Esse sujeito malandro!

Da última vez na sala da taverna também, e agora isso!

Sempre me apurrinhando!!!

Claramente, Aphia atribuiu o comportamento de Rhein agora a Lynn.

E de fato, ela estava certa.

Nesse momento, o gatinho preto, de corpo pequeno, grudou-se como cola na parte de trás da cabeça de Lynn.

Ele tentou arrancá-la várias vezes, mas parecia que o couro cabeludo iria se arrancar, então só pôde desistir, saindo do porão com um adorno preso à cabeça.

Observando a luz do sol na mansão, Lynn estreitou os olhos.

"Sobre o que é tudo isso?"

A voz de Glaya veio de perto.

Vendo Aphia mordendo o topo da cabeça de Lynn, sua expressão ficou sombria.

Lynn balançou a cabeça, fazendo o rabo do gatinho preto balançar também, parecendo uma trança, "Vamos andar e conversar."

"Vamos andar e conversar?" Glaya parecia chocado com algo, "Você não percebe que meu irmão acabou de enlouquecer há pouco? Não está vestindo roupas e correu para cima de mim dizendo que tinha inclinação pela bestialidade, urgh... O pensamento é aterrorizante."

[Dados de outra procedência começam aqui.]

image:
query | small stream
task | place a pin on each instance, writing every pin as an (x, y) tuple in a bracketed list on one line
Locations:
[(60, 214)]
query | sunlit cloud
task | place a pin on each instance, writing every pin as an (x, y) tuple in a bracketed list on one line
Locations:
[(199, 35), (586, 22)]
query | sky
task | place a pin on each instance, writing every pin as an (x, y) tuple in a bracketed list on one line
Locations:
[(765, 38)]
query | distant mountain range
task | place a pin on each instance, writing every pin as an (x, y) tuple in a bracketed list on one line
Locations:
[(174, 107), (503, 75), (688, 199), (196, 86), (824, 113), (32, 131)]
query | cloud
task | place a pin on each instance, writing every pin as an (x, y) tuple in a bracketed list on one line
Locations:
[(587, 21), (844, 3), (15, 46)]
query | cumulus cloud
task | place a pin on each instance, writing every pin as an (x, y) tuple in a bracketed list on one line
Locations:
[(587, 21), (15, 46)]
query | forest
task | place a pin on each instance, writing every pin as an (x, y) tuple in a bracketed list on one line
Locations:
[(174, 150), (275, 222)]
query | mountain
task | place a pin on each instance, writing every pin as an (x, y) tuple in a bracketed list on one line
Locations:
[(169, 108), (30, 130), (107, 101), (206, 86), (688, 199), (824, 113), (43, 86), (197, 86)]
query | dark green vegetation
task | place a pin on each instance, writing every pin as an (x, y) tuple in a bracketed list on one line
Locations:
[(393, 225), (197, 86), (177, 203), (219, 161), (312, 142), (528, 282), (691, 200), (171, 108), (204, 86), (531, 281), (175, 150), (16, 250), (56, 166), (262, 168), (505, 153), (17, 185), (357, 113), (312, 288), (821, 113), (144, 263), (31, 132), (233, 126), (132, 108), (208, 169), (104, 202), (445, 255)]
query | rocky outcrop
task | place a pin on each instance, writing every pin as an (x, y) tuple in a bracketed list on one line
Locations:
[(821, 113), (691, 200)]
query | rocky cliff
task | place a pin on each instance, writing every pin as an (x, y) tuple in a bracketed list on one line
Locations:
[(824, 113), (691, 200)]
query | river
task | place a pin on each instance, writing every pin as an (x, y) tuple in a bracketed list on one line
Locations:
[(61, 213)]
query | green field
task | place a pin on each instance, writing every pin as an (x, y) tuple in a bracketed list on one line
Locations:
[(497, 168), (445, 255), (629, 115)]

Ouvindo "bestialidade", Aphia na cabeça dele mordeu ainda mais forte.

"Bem selvagem, huh? Eu fiz isso."

Lynn revelou uma expressão convencida.

"Você, você fez isso?" Glaya ficou atônito, erguendo o polegar sem perceber, "Lynn, irmão... não, irmão mais velho, a partir de hoje você é meu verdadeiro irmão!"

"Ensine-me!"

"Claro, claro."

Enquanto os dois conversavam, uma silhueta familiar lentamente emergiu das sombras sob a parede distante.

Como a área ao redor estava tomada pela luz do sol, o poder de Morris enfraquecia bastante.

"Por que você está tão longe?"

Observando o comportamento cauteloso de Morris, Lynn ficou bastante intrigado.

"Ah, não, nada." Morris suou um pouco sempre que via esse sujeito, "A Princesa pediu que eu repassasse que ela vai te poupar hoje, mas em troca você precisa cumprir a tarefa que ela lhe atribuiu de forma adequada."

"É isso? Tudo bem, entendi."

Lynn assentiu com a cabeça.

Ele ia perguntar outra coisa, mas antes que pudesse falar, viu Morris desaparecer do local, como se evitasse uma praga.

"Esse cara..."

Lynn balançou a cabeça.

Mas, após o lembrete de Morris, ele lembrou que a mulher de fato lhe havia dado uma tarefa.

Olhando para Glaya ao seu lado, Lynn disse: "Me conte sobre isso."

"Conte-me sobre a Escola Criacionista, e sobre a situação daquelas mais de trezentas ovelhas perdidas."